What Are the Requirements for the VWP?

To qualify for the VWP, applicants must be visiting the U.S. for purposes that a visitor (B) visa permits. For example, applicants could be entering the country for business or tourism. Business purposes may include negotiating contracts, consulting with associates, or attending training or events related to the applicant’s occupation. Meanwhile, tourism could entail vacationing, visiting family or friends, or seeking medical treatment, among other intentions.

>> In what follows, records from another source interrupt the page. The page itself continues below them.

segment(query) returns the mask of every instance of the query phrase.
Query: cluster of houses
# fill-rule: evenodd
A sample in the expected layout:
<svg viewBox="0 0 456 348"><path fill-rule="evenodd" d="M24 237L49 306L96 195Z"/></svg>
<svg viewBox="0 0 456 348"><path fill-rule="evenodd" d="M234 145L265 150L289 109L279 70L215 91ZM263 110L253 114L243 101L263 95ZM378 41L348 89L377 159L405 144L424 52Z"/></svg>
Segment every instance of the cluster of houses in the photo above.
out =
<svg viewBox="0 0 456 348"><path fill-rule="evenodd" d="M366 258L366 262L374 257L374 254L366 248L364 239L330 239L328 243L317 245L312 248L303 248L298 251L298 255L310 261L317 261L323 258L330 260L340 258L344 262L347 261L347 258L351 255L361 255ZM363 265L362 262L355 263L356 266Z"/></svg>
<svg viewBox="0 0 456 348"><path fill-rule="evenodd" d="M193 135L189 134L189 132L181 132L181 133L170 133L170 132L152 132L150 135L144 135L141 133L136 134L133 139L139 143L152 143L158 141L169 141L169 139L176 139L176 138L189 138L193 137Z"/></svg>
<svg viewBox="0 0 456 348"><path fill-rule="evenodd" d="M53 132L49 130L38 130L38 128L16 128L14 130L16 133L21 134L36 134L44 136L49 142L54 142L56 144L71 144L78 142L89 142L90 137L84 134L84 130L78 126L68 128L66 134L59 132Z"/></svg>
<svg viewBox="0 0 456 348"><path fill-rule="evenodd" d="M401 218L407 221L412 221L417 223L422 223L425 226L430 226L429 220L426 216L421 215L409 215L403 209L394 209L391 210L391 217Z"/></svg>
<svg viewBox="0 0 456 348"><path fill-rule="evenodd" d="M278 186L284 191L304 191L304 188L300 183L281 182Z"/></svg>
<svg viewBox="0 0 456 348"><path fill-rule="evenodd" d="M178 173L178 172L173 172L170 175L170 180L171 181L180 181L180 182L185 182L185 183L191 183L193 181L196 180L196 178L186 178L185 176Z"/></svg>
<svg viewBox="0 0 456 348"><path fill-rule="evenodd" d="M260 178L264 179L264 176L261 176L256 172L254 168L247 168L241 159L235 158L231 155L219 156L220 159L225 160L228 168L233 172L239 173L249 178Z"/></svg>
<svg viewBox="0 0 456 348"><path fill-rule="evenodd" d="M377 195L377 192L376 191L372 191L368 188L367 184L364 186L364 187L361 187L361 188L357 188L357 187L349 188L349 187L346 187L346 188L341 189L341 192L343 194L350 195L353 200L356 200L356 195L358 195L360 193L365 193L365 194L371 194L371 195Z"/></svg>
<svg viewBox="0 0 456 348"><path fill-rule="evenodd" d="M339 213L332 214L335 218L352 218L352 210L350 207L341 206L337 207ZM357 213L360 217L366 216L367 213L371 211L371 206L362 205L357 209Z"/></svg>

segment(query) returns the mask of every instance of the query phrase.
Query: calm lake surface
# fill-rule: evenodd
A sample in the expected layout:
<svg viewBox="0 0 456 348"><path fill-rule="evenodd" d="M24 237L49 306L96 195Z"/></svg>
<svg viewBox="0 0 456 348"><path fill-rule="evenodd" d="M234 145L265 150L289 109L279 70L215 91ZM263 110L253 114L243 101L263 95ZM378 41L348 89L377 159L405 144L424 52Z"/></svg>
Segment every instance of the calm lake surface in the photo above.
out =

Applicants also need to be either a national or a citizen of a VWP-designated country. These countries include Andorra, Australia, Hungary, Iceland, Italy, and many others. The U.S. Department of State’s website has a full list of qualifying countries, along with other details about the VWP.

Obtaining an ESTA

For individuals to enter the country without a permit through the VWP, they need to receive authorization via the Electronic System for Travel Authorization (ESTA) before they can board a U.S.-destined air or sea carrier. U.S. Customs and Border Protection (CBP) operates this online system to determine who is eligible to travel to the country through the VWP.

ESTAs are valid for two years, after which time individuals will need to renew them. Visitors to the U.S. will also need to acquire a new ESTA if they have either:

  • Changed their name
  • Received a new passport of any kind
  • Changed their gender
  • Changed their country of citizenship
  • Changed any answers to “yes” or “no” questions appearing on the ESTA application

Valid Passports

In addition to an ESTA, applicants will need a passport that will be valid for a minimum of six months after they have left the U.S. Each member of a visitor’s family will require his or her own passport. E-passports are also required, which feature embedded electronic chips that can match the passport to the visitor. 

If a visitor meets each of these requirements, he or she may be able to enter the country under the VWP and avoid the need to obtain a visa.